Flask Sqlalchemy-当数据具有关系时,如何正确地将数据批量插入数据库
我有一行行东西的数据文件。每种东西都有一个基因。这是一种一对多的关系,因为每个基因可以是多个事物的一部分,但每个事物只能有一个基因 想象一下大致如下的模型:Flask Sqlalchemy-当数据具有关系时,如何正确地将数据批量插入数据库,flask,sqlalchemy,flask-sqlalchemy,Flask,Sqlalchemy,Flask Sqlalchemy,我有一行行东西的数据文件。每种东西都有一个基因。这是一种一对多的关系,因为每个基因可以是多个事物的一部分,但每个事物只能有一个基因 想象一下大致如下的模型: class Gene(db.Model): __tablename__ = "gene" id = db.Column(db.Integer, primary_key=True) name1 = db.Column(db.Integer, index=True, unique=True,
class Gene(db.Model):
__tablename__ = "gene"
id = db.Column(db.Integer, primary_key=True)
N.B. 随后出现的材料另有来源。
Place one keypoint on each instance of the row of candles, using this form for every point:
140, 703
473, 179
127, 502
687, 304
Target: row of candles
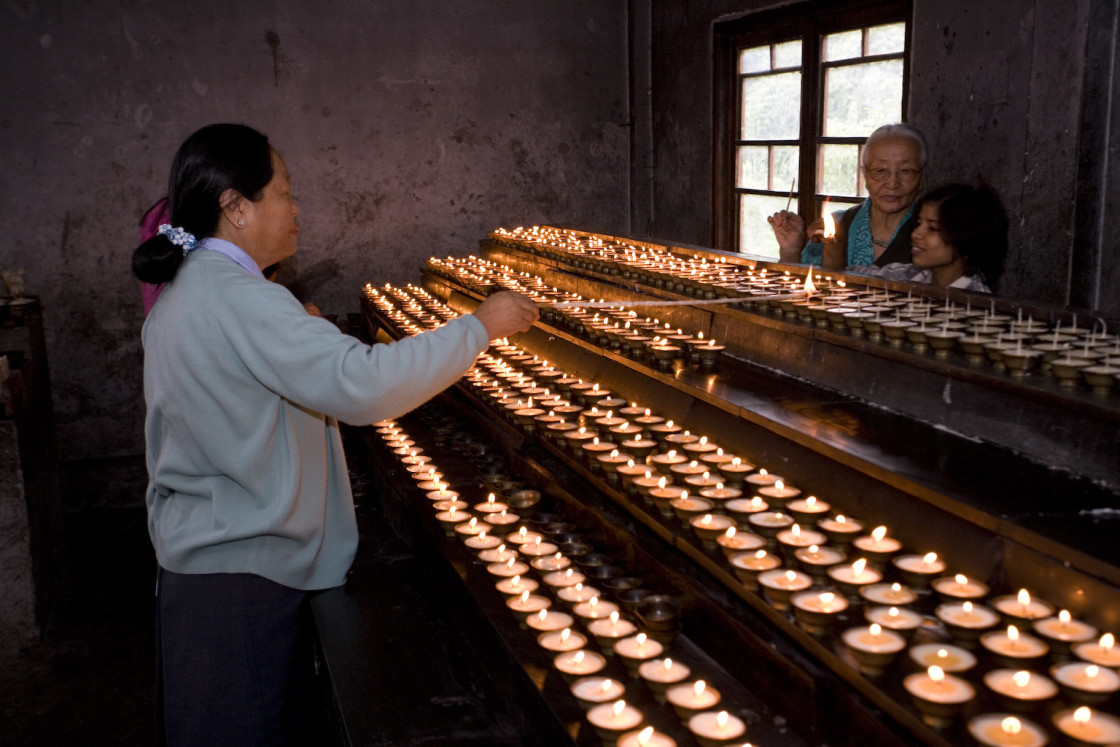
619, 328
658, 453
1073, 355
544, 584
name1 = db.Column(db.Integer, index=True, unique=True, nullable=False) # nullable might be not right
name2 = db.Column(db.String(120), index=True, unique=True)
things = db.relationship("Thing", back_populates='gene')
def __init__(self, name1, name2=None):
self.name1 = name1
self.name2 = name2
@classmethod
def find_or_create(cls, name1, name2=None):
record = cls.query.filter_by(name1=name1).first()
if record != None:
if record.name2 == None and name2 != None:
record.name2 = name2
else:
record = cls(name1, name2)
db.session.add(record)
return record
class Thing(db.Model):
__tablename__ = "thing"
id = db.Column(db.Integer, primary_key=True)
gene_id = db.Column(db.Integer, db.ForeignKey("gene.id"), nullable=False, index=True)
gene = db.relationship("Gene", back_populates='thing')
data = db.Column(db.Integer)
我想批量插入很多东西,但我担心使用
db.engine.execute(Thing.__table__.insert(), things)
我在数据库中没有关系。是否有某种方法可以通过批量添加来保持关系,或者以某种方式顺序添加这些关系,然后在以后建立关系?所有这些似乎都假设您想要插入非常简单的模型,而当您的模型更复杂时,我有点不知道如何做(上面的示例是一个简化的版本)
--更新1--
似乎表明没有真正的解决办法
似乎证实了这一点 实际上,我对代码做了不少修改,我认为代码有所改进,我也在修改我的答案 我定义了以下两个表。集合和数据,对于集合中的每个集合,数据中有许多数据
class Sets(sa_dec_base):
__tablename__ = 'Sets'
id = sa.Column(sa.Integer, primary_key=True)
FileName = sa.Column(sa.String(250), nullable=False)
Channel = sa.Column(sa.Integer, nullable=False)
Loop = sa.Column(sa.Integer, nullable=False)
Frequencies = sa.Column(sa.Integer, nullable=False)
Date = sa.Column(sa.String(250), nullable=False)
Time = sa.Column(sa.String(250), nullable=False)
Instrument = sa.Column(sa.String(250), nullable=False)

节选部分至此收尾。